Today I am sharing a quite easy chicken recipe with the taste of South India. There are many recipes on the net of chicken curry, but this one is a big hit in our family as it has been adapted to our tastes (not too spicy hot and not too much garlic). Feel free to modify it to the taste of your family.
- Chicken: 1 kg (washed, cut into bite sized pieces)
- Turmeric powder: 1 tbsp
- Coriander powder: 1 tbsp
- Cumin powder: 1 tbsp
- Red Chili Powder: 1 1/2 tsp
- Onion: 2 (large, finely chopped)
- Ginger: 1 cm piece
- Garlic: 1 clove
- Tamarind paste: 3 tsp
- Curry leaves: 4
- Tomato pulp: 1 can
- Coconut milk: 200 ml
- Coriander leaves: 4 (for garnish)
- salt to taste
- Oil: 2 tbsp
- Marinate the chicken in turmeric powder and lemon juice for 10 minutes.
- Heat oil in a pot, add coriander powder and cumin powder and simmer for 1 minute.
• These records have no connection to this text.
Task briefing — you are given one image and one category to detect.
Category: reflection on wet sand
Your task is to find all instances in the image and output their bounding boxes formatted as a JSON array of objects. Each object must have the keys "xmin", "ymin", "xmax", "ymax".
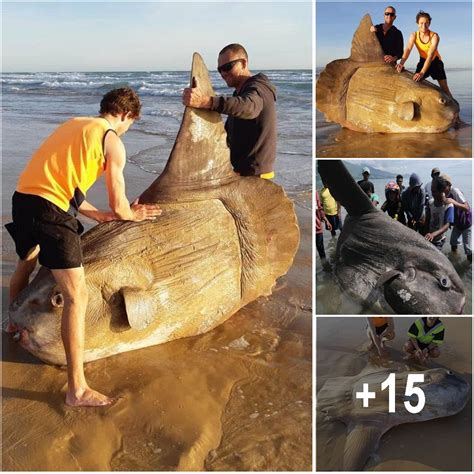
[
  {"xmin": 1, "ymin": 196, "xmax": 312, "ymax": 472},
  {"xmin": 316, "ymin": 317, "xmax": 472, "ymax": 471},
  {"xmin": 316, "ymin": 124, "xmax": 472, "ymax": 158}
]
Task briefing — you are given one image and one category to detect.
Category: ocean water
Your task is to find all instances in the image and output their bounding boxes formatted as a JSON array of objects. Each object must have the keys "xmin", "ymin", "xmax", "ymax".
[
  {"xmin": 1, "ymin": 70, "xmax": 312, "ymax": 211},
  {"xmin": 316, "ymin": 68, "xmax": 473, "ymax": 158},
  {"xmin": 316, "ymin": 173, "xmax": 473, "ymax": 315}
]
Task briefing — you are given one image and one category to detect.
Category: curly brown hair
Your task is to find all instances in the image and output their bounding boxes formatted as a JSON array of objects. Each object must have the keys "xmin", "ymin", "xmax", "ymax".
[
  {"xmin": 416, "ymin": 10, "xmax": 432, "ymax": 24},
  {"xmin": 99, "ymin": 87, "xmax": 142, "ymax": 119}
]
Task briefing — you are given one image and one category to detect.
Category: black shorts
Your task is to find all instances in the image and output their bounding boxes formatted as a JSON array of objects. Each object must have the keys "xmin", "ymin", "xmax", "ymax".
[
  {"xmin": 416, "ymin": 57, "xmax": 447, "ymax": 81},
  {"xmin": 5, "ymin": 192, "xmax": 84, "ymax": 269},
  {"xmin": 375, "ymin": 323, "xmax": 388, "ymax": 336}
]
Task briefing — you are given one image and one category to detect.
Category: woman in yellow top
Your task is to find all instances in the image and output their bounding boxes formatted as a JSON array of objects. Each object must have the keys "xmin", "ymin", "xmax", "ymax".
[{"xmin": 396, "ymin": 11, "xmax": 453, "ymax": 99}]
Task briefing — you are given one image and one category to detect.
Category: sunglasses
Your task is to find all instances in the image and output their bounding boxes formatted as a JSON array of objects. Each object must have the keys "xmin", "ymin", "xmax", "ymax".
[
  {"xmin": 217, "ymin": 59, "xmax": 244, "ymax": 74},
  {"xmin": 384, "ymin": 12, "xmax": 395, "ymax": 16}
]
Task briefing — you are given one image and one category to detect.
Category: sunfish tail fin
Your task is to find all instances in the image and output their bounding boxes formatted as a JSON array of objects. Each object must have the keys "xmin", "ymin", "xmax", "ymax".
[
  {"xmin": 343, "ymin": 423, "xmax": 384, "ymax": 471},
  {"xmin": 140, "ymin": 52, "xmax": 236, "ymax": 203},
  {"xmin": 351, "ymin": 14, "xmax": 384, "ymax": 63},
  {"xmin": 317, "ymin": 160, "xmax": 374, "ymax": 216}
]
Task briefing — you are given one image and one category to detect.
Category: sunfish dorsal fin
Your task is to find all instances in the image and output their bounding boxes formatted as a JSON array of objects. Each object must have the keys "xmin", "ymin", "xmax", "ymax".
[
  {"xmin": 350, "ymin": 14, "xmax": 384, "ymax": 62},
  {"xmin": 140, "ymin": 52, "xmax": 237, "ymax": 202}
]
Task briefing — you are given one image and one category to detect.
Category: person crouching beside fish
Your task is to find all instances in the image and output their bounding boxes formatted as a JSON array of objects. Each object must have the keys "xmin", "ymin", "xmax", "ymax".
[
  {"xmin": 366, "ymin": 317, "xmax": 395, "ymax": 357},
  {"xmin": 369, "ymin": 5, "xmax": 404, "ymax": 65},
  {"xmin": 5, "ymin": 88, "xmax": 162, "ymax": 407},
  {"xmin": 396, "ymin": 11, "xmax": 455, "ymax": 101},
  {"xmin": 424, "ymin": 176, "xmax": 454, "ymax": 249},
  {"xmin": 404, "ymin": 317, "xmax": 445, "ymax": 364}
]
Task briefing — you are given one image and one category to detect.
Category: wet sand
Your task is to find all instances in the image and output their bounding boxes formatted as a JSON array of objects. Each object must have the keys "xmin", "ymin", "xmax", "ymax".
[
  {"xmin": 316, "ymin": 317, "xmax": 472, "ymax": 471},
  {"xmin": 316, "ymin": 120, "xmax": 473, "ymax": 158},
  {"xmin": 1, "ymin": 168, "xmax": 312, "ymax": 471}
]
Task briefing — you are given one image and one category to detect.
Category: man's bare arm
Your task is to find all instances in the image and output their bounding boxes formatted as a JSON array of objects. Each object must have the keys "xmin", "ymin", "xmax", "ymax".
[
  {"xmin": 78, "ymin": 200, "xmax": 115, "ymax": 223},
  {"xmin": 104, "ymin": 132, "xmax": 162, "ymax": 221}
]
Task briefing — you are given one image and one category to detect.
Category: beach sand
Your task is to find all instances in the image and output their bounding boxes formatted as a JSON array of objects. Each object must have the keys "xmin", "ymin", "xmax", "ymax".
[
  {"xmin": 316, "ymin": 122, "xmax": 473, "ymax": 158},
  {"xmin": 316, "ymin": 317, "xmax": 472, "ymax": 471},
  {"xmin": 1, "ymin": 168, "xmax": 312, "ymax": 471}
]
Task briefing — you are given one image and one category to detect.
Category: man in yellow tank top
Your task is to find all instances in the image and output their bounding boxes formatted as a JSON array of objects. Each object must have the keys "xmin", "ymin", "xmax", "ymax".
[
  {"xmin": 396, "ymin": 11, "xmax": 455, "ymax": 100},
  {"xmin": 6, "ymin": 88, "xmax": 162, "ymax": 407}
]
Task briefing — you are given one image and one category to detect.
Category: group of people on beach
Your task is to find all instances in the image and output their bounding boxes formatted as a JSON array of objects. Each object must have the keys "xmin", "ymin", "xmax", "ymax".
[
  {"xmin": 367, "ymin": 316, "xmax": 445, "ymax": 364},
  {"xmin": 316, "ymin": 166, "xmax": 472, "ymax": 270},
  {"xmin": 371, "ymin": 6, "xmax": 455, "ymax": 101},
  {"xmin": 5, "ymin": 43, "xmax": 277, "ymax": 407}
]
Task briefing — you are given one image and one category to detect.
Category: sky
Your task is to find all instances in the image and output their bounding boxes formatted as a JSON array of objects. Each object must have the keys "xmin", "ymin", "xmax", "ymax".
[
  {"xmin": 2, "ymin": 1, "xmax": 312, "ymax": 72},
  {"xmin": 344, "ymin": 159, "xmax": 473, "ymax": 201},
  {"xmin": 316, "ymin": 1, "xmax": 472, "ymax": 69}
]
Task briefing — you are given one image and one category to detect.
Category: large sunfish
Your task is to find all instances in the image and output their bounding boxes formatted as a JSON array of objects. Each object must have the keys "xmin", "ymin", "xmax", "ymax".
[
  {"xmin": 8, "ymin": 53, "xmax": 300, "ymax": 365},
  {"xmin": 316, "ymin": 14, "xmax": 459, "ymax": 133},
  {"xmin": 317, "ymin": 364, "xmax": 470, "ymax": 470},
  {"xmin": 317, "ymin": 160, "xmax": 465, "ymax": 314}
]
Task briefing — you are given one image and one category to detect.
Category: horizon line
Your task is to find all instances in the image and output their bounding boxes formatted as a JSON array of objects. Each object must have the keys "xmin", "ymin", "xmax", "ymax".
[{"xmin": 2, "ymin": 67, "xmax": 312, "ymax": 74}]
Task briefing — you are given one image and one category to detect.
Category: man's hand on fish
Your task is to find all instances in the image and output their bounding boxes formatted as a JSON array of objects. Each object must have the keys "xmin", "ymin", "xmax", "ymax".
[
  {"xmin": 424, "ymin": 232, "xmax": 435, "ymax": 242},
  {"xmin": 413, "ymin": 71, "xmax": 425, "ymax": 82},
  {"xmin": 130, "ymin": 199, "xmax": 162, "ymax": 221},
  {"xmin": 369, "ymin": 25, "xmax": 377, "ymax": 33},
  {"xmin": 395, "ymin": 63, "xmax": 404, "ymax": 73},
  {"xmin": 384, "ymin": 55, "xmax": 397, "ymax": 64},
  {"xmin": 182, "ymin": 77, "xmax": 212, "ymax": 109}
]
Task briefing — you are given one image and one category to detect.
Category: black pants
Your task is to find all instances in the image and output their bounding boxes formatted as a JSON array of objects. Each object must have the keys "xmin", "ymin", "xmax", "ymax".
[{"xmin": 316, "ymin": 233, "xmax": 326, "ymax": 259}]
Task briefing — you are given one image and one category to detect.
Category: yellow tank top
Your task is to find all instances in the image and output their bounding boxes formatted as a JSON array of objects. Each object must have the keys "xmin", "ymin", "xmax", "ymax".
[
  {"xmin": 320, "ymin": 187, "xmax": 338, "ymax": 216},
  {"xmin": 372, "ymin": 317, "xmax": 388, "ymax": 328},
  {"xmin": 415, "ymin": 31, "xmax": 441, "ymax": 60},
  {"xmin": 17, "ymin": 117, "xmax": 114, "ymax": 213}
]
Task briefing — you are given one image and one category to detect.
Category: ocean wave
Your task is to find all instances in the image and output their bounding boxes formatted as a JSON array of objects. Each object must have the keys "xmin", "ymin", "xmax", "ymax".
[{"xmin": 138, "ymin": 86, "xmax": 183, "ymax": 96}]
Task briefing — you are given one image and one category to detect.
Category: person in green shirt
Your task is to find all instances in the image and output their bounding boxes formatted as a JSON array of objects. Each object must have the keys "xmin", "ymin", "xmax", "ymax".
[{"xmin": 403, "ymin": 317, "xmax": 445, "ymax": 364}]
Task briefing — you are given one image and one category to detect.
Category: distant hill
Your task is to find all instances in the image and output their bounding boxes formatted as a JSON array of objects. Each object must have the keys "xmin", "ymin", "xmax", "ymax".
[{"xmin": 316, "ymin": 160, "xmax": 395, "ymax": 188}]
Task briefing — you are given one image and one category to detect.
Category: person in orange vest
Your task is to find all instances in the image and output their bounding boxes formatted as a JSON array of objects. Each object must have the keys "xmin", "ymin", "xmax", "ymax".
[
  {"xmin": 6, "ymin": 88, "xmax": 162, "ymax": 407},
  {"xmin": 366, "ymin": 317, "xmax": 395, "ymax": 357}
]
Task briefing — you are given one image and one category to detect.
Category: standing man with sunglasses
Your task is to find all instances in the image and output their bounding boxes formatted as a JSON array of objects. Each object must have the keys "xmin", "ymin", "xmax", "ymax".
[
  {"xmin": 370, "ymin": 6, "xmax": 404, "ymax": 64},
  {"xmin": 182, "ymin": 43, "xmax": 277, "ymax": 178}
]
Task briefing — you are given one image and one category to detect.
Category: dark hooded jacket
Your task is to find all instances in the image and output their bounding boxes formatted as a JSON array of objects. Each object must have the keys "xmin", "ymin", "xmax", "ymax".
[{"xmin": 210, "ymin": 73, "xmax": 277, "ymax": 176}]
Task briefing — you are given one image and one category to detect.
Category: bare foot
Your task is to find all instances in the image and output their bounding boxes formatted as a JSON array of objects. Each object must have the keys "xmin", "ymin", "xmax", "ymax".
[
  {"xmin": 66, "ymin": 387, "xmax": 116, "ymax": 407},
  {"xmin": 5, "ymin": 321, "xmax": 19, "ymax": 334}
]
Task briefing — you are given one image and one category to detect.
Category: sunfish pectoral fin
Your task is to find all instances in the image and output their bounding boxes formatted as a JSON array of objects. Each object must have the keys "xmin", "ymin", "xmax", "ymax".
[
  {"xmin": 350, "ymin": 14, "xmax": 384, "ymax": 62},
  {"xmin": 121, "ymin": 287, "xmax": 157, "ymax": 330},
  {"xmin": 398, "ymin": 102, "xmax": 415, "ymax": 121},
  {"xmin": 343, "ymin": 423, "xmax": 384, "ymax": 471},
  {"xmin": 376, "ymin": 269, "xmax": 401, "ymax": 288}
]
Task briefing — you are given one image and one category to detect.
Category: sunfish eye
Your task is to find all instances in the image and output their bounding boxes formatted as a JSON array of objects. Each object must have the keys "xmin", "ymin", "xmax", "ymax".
[
  {"xmin": 439, "ymin": 276, "xmax": 451, "ymax": 290},
  {"xmin": 405, "ymin": 267, "xmax": 416, "ymax": 282},
  {"xmin": 438, "ymin": 97, "xmax": 446, "ymax": 105},
  {"xmin": 51, "ymin": 292, "xmax": 64, "ymax": 308}
]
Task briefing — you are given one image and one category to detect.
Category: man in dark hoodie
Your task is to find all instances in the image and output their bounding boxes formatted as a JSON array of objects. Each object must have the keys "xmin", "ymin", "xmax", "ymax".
[{"xmin": 182, "ymin": 43, "xmax": 277, "ymax": 178}]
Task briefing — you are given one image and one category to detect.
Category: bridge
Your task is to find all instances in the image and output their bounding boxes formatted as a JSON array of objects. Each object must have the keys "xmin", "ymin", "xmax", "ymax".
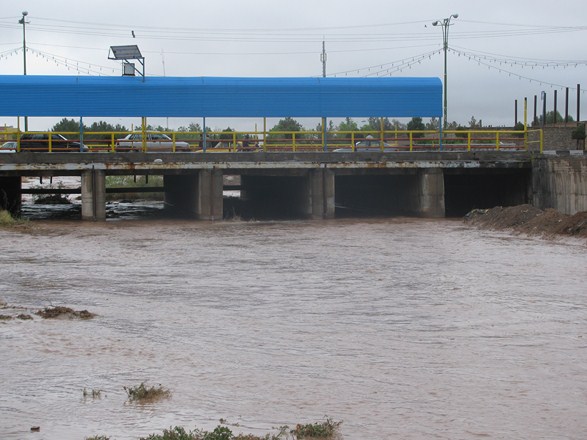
[
  {"xmin": 0, "ymin": 75, "xmax": 584, "ymax": 220},
  {"xmin": 0, "ymin": 147, "xmax": 539, "ymax": 221}
]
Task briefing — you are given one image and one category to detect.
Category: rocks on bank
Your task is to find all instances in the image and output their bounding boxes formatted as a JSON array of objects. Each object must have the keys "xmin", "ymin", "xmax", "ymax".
[{"xmin": 464, "ymin": 204, "xmax": 587, "ymax": 239}]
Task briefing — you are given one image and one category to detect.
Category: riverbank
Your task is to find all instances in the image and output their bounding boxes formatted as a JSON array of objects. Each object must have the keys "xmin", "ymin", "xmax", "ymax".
[{"xmin": 464, "ymin": 204, "xmax": 587, "ymax": 239}]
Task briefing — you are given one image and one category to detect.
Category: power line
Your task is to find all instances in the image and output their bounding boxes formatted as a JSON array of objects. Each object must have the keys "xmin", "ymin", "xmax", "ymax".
[
  {"xmin": 328, "ymin": 49, "xmax": 442, "ymax": 77},
  {"xmin": 449, "ymin": 47, "xmax": 587, "ymax": 92}
]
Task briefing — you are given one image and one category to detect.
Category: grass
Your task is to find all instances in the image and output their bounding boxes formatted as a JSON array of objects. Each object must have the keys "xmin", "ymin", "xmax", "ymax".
[
  {"xmin": 124, "ymin": 382, "xmax": 172, "ymax": 403},
  {"xmin": 0, "ymin": 209, "xmax": 28, "ymax": 227}
]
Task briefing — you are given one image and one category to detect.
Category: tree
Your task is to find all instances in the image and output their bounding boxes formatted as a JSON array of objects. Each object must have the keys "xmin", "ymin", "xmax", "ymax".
[
  {"xmin": 407, "ymin": 117, "xmax": 426, "ymax": 138},
  {"xmin": 360, "ymin": 117, "xmax": 393, "ymax": 131},
  {"xmin": 468, "ymin": 116, "xmax": 483, "ymax": 129},
  {"xmin": 425, "ymin": 117, "xmax": 439, "ymax": 130},
  {"xmin": 219, "ymin": 127, "xmax": 235, "ymax": 140},
  {"xmin": 177, "ymin": 123, "xmax": 202, "ymax": 133},
  {"xmin": 52, "ymin": 118, "xmax": 84, "ymax": 132},
  {"xmin": 268, "ymin": 117, "xmax": 303, "ymax": 141},
  {"xmin": 337, "ymin": 117, "xmax": 359, "ymax": 132},
  {"xmin": 390, "ymin": 119, "xmax": 406, "ymax": 130},
  {"xmin": 544, "ymin": 110, "xmax": 573, "ymax": 124},
  {"xmin": 572, "ymin": 123, "xmax": 585, "ymax": 150}
]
Add chopped onions, ginger and garlic and sauté for 4 minutes.
- Add the marinated chicken and cook on high heat for 4 minutes, mixing once in a while.
- Reduce to medium heat, add salt and red chili powder and mix well. Add 1 1/2 cups water, tomato pulp, tamarind paste and curry leaves and mix. Bring to a boil, reduce flame and cook for 13-14 minutes.
- Finally add coconut milk and cook on medium flame for 3-4 minutes. Turn off heat and garnish with fresh coriander leaves.
- Serve hot with white steamed rice.
This recipe is great for the slow cooker: once you have sauté the onions and the spices, add the chicken and then cook it in the slow cooker on high for 3 hours. The chicken becomes so tender that you can break it with the fork!